IC Group Holdings Inc. Announces Change from LIFE Offering to Private Placement

ICGH · Price

Executive Summary

  • IC Group Holdings Inc. is amending its previously announced financing to a non‑brokered private placement of up to 8 million units at C$0.50 per unit, targeting gross proceeds of up to C$4 million.
  • Each unit consists of one common share and half of a non‑transferable warrant; the full warrant allows purchase of an additional share at C$0.75 for 24 months.
  • Net proceeds will be used primarily to expand sales & marketing, invest in technology (RCS integration, Fannex Live platform), and support working capital and general corporate purposes.

Key Details

  • Amended Structure: Non‑brokered private placement of up to 8,000,000 units at C$0.50 per unitgross proceeds up to C$4,000,000.
  • Unit Composition: 1 common share + ½ of a non‑transferable common share purchase warrant (full warrant = right to buy 1 additional share at C$0.75 for 24 months).
  • Statutory Hold Period: All securities subject to a hold period of four months and one day from issuance.
  • Use of Proceeds:
  • Expand sales & marketing initiatives across business units.
  • Invest in technology: new messaging channels, Rich Communication Services (RCS) integration, expansion of the Fannex Live engagement platform.
  • Support working capital, general corporate purposes, and transaction/offering‑related expenses.
  • Insider Participation: Insiders may acquire units; expected to be exempt from MI 61‑101 valuation/approval thresholds (<25% market cap).
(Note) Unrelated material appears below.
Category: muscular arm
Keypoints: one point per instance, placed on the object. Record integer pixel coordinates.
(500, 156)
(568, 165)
Details to be disclosed in a material change report.
  • Finder Compensation: Up to 6% of gross proceeds payable in cash commissions and/or finder warrants equal to 6% of units sold, exercisable at C$0.50 per share for 24 months.
  • No Underwriter/Dealer Conflict: No underwriter engaged; no dealer conflict of interest.
  • Regulatory Notes: Offering not registered under U.S. securities laws; cannot be offered/sold in the United States absent exemption or registration. Closing subject to TSX Venture Exchange approval.

Notable Quotes

(No direct CEO/President quotes were included in the release.)